Poucas conversas no consultório de urologia carregam tanto peso emocional quanto a indicação de cistectomia radical — a cirurgia de retirada da bexiga no tratamento oncológico. Ouvir a frase"será necessário remover sua bexiga"costuma desencadear, simultaneamente, três dúvidas centrais:"É realmente preciso?","Como vou urinar depois?"e"Qual será minha qualidade de vida?"

A cistectomia radical é, ao mesmo tempo, a cirurgia mais complexa da urologia oncológica e, em muitos cenários, a única intervenção com potencial curativo no câncer de bexiga músculo-invasivo e em alguns casos selecionados de câncer não músculo-invasivo agressivo. Conduzida em centro experiente, seguindo protocolos ERAS e técnicas modernas (robótica, preservação de nervos, derivações urinárias ortotópicas), ela devolve ao paciente não apenas anos de vida, mas qualidade de vida significativa.
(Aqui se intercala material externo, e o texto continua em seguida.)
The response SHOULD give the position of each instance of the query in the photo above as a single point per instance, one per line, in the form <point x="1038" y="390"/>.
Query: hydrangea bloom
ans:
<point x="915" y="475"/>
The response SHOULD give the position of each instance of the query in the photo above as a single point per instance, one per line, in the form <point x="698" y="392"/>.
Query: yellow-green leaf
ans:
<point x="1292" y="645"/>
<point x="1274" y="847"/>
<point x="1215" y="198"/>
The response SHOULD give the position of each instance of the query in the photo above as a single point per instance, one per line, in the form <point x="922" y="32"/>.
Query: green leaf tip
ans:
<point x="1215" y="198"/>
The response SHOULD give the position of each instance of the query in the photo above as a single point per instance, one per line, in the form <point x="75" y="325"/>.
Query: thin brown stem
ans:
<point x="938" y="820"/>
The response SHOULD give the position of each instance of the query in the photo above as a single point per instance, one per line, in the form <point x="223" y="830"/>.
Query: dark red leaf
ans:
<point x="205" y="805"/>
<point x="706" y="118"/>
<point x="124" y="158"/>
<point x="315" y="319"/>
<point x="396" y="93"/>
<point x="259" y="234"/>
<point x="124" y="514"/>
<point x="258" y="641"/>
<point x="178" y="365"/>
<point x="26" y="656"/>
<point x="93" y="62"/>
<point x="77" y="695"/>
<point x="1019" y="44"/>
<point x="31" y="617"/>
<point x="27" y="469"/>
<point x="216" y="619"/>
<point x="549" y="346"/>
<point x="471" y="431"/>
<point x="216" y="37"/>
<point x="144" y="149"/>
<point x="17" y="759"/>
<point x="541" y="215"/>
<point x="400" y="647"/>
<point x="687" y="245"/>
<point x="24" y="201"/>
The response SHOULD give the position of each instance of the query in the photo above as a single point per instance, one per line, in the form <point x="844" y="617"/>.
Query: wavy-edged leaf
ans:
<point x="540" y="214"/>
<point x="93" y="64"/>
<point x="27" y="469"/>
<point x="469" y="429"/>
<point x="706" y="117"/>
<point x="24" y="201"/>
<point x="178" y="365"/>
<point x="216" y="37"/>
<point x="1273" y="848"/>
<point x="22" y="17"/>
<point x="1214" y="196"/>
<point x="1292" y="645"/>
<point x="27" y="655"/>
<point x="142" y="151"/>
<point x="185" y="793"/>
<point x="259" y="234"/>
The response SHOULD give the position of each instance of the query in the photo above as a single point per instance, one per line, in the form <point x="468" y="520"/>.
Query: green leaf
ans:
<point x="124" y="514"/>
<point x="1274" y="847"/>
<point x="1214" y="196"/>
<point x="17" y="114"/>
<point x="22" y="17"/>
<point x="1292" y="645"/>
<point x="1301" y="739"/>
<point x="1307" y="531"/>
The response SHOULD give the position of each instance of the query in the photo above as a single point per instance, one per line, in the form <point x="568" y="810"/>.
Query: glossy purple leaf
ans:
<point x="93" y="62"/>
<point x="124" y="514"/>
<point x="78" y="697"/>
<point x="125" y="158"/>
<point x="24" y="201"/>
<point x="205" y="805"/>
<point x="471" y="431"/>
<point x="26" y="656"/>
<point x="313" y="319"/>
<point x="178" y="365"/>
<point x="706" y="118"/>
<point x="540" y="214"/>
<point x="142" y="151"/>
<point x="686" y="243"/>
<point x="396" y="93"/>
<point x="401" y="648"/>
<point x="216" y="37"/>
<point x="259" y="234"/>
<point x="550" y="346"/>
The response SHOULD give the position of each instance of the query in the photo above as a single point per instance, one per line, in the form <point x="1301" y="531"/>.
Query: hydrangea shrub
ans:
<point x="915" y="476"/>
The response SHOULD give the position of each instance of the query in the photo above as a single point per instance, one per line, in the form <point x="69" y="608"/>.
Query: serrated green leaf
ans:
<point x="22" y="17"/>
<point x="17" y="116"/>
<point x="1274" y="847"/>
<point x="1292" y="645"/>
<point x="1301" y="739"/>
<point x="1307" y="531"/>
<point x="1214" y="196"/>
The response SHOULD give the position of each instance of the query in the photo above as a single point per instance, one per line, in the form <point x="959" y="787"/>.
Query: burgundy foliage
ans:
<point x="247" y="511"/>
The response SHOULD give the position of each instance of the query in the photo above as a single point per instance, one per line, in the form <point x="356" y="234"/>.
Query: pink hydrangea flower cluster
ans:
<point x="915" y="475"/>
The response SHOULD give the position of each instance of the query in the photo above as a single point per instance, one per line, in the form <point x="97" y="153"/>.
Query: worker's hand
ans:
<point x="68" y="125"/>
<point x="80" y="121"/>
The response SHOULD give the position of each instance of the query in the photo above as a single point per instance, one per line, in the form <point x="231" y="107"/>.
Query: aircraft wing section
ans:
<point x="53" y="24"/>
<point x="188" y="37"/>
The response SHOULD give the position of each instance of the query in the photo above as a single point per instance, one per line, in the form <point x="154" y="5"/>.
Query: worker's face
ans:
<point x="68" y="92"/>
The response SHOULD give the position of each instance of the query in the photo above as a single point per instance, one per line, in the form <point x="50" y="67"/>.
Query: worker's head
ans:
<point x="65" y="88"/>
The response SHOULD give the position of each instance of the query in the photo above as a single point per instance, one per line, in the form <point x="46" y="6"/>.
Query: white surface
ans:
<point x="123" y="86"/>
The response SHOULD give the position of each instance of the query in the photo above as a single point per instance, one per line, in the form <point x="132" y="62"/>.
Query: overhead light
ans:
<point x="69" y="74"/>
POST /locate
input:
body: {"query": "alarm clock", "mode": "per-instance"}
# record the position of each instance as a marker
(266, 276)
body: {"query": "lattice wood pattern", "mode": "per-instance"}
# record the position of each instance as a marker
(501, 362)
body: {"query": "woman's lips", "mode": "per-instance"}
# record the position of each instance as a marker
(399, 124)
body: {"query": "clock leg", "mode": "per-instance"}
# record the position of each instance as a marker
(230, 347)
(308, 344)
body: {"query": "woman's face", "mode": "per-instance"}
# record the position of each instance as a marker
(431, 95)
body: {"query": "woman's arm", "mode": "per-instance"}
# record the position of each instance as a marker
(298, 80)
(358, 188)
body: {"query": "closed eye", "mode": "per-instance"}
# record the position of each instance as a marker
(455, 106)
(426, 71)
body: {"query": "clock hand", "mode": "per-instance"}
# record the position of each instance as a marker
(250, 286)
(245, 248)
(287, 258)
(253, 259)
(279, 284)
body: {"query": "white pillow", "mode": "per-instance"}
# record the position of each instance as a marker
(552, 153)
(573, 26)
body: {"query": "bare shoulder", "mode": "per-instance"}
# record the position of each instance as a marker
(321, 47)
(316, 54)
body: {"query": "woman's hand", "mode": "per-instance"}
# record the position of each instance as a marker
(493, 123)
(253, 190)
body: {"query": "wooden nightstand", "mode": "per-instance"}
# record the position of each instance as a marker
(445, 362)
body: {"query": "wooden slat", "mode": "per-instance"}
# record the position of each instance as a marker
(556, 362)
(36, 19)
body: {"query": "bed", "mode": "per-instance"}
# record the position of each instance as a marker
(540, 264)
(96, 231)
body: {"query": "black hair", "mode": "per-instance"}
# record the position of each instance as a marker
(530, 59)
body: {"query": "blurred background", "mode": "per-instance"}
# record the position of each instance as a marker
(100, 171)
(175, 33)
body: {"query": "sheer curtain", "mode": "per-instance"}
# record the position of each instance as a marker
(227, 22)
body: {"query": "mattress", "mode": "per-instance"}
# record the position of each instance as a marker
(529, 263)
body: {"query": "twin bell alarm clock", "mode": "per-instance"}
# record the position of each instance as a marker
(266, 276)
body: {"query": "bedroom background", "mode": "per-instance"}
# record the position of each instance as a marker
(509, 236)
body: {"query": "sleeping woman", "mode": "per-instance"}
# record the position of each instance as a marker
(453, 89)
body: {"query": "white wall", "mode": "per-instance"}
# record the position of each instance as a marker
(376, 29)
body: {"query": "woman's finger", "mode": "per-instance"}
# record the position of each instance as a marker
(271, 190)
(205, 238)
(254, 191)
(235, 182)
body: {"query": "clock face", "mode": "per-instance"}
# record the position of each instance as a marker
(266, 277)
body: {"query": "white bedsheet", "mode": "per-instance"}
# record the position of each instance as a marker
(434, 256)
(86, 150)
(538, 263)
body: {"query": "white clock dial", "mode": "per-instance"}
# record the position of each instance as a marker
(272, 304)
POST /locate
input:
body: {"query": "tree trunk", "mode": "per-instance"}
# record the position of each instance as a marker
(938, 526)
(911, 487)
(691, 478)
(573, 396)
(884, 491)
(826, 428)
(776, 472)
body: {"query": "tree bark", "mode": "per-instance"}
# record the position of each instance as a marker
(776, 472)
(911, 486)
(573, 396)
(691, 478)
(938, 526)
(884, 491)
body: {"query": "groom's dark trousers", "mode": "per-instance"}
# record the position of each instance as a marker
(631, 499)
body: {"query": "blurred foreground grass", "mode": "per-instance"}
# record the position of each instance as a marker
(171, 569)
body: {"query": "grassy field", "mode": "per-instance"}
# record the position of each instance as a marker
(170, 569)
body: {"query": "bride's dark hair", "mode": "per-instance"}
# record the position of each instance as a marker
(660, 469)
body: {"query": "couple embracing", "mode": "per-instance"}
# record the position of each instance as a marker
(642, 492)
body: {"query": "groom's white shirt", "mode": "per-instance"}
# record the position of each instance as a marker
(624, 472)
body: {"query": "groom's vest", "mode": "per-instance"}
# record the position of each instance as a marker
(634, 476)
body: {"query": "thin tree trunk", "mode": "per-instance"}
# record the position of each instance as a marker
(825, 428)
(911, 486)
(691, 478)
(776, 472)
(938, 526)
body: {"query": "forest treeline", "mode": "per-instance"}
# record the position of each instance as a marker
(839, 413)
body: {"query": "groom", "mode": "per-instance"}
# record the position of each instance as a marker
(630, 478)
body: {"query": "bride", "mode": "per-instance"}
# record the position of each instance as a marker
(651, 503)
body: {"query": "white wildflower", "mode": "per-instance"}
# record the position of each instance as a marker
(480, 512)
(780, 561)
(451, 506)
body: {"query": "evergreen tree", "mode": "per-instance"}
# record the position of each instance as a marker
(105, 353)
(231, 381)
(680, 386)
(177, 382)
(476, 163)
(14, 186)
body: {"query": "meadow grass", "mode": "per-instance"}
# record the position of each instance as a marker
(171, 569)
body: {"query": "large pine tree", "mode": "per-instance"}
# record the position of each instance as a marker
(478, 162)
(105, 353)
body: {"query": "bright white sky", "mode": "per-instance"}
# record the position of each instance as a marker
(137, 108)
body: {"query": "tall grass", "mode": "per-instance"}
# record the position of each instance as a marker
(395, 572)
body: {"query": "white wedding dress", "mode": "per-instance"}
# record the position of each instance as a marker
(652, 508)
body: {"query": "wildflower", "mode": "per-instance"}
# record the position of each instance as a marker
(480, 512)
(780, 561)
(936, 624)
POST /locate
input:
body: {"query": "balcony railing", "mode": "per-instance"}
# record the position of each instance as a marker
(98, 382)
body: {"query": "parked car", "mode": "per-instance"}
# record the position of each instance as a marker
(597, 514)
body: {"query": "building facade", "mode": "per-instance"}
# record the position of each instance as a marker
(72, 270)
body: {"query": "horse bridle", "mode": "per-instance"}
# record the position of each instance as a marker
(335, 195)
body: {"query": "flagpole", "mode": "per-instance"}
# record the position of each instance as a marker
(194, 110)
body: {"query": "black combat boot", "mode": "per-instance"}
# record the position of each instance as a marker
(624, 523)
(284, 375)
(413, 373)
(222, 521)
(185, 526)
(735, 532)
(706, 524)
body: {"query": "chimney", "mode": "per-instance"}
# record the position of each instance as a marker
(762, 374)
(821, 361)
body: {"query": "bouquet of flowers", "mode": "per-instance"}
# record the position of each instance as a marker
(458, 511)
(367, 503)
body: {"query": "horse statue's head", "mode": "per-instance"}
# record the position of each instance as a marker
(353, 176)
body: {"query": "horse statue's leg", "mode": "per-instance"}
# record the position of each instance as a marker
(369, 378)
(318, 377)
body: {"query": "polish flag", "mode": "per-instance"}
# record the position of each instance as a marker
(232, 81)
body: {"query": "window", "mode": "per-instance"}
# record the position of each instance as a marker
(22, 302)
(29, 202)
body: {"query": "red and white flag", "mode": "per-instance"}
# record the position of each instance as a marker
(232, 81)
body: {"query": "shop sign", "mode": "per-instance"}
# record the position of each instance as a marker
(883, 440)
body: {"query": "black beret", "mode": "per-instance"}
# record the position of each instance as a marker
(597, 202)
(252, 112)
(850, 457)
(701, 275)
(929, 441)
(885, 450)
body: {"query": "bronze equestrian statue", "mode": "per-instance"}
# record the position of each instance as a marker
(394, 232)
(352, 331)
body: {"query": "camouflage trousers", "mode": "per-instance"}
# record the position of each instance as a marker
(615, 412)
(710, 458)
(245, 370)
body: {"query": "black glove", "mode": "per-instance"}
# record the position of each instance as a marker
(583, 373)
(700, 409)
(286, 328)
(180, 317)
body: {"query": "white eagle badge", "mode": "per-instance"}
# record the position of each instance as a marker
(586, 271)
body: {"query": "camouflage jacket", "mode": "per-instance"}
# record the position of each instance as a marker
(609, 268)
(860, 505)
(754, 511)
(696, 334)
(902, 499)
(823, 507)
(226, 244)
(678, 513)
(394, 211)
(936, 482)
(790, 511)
Este artigo reúne, em linguagem clara e embasada nas diretrizes da American Urological Association (AUA/SUO 2023), European Association of Urology (EAU 2024) e Sociedade Brasileira de Urologia (SBU), tudo que você precisa saber antes, durante e depois da cistectomia radical.


O que é a cistectomia radical

Cistectomia radical é a remoção cirúrgica completa da bexiga, acompanhada de outros órgãos pélvicos e dos linfonodos regionais — seguida de reconstrução do caminho da urina (derivação urinária). A extensão depende do sexo:

No homem

  • Bexiga
  • Próstata e vesículas seminais
  • Linfadenectomia pélvica estendida (bilateral)
  • Quando indicado, uretra (uretrectomia)

Na mulher — "exenteração pélvica anterior"

  • Bexiga
  • Útero, ovários, trompas e parede vaginal anterior (cirurgia tradicional)
  • Linfadenectomia pélvica estendida
  • Quando indicado, uretra

Técnicas modernas de preservação de órgãos reprodutivos na mulher e de preservação de nervos e cápsula prostática no homem são reservadas a casos oncologicamente seguros e realizadas em centros experientes.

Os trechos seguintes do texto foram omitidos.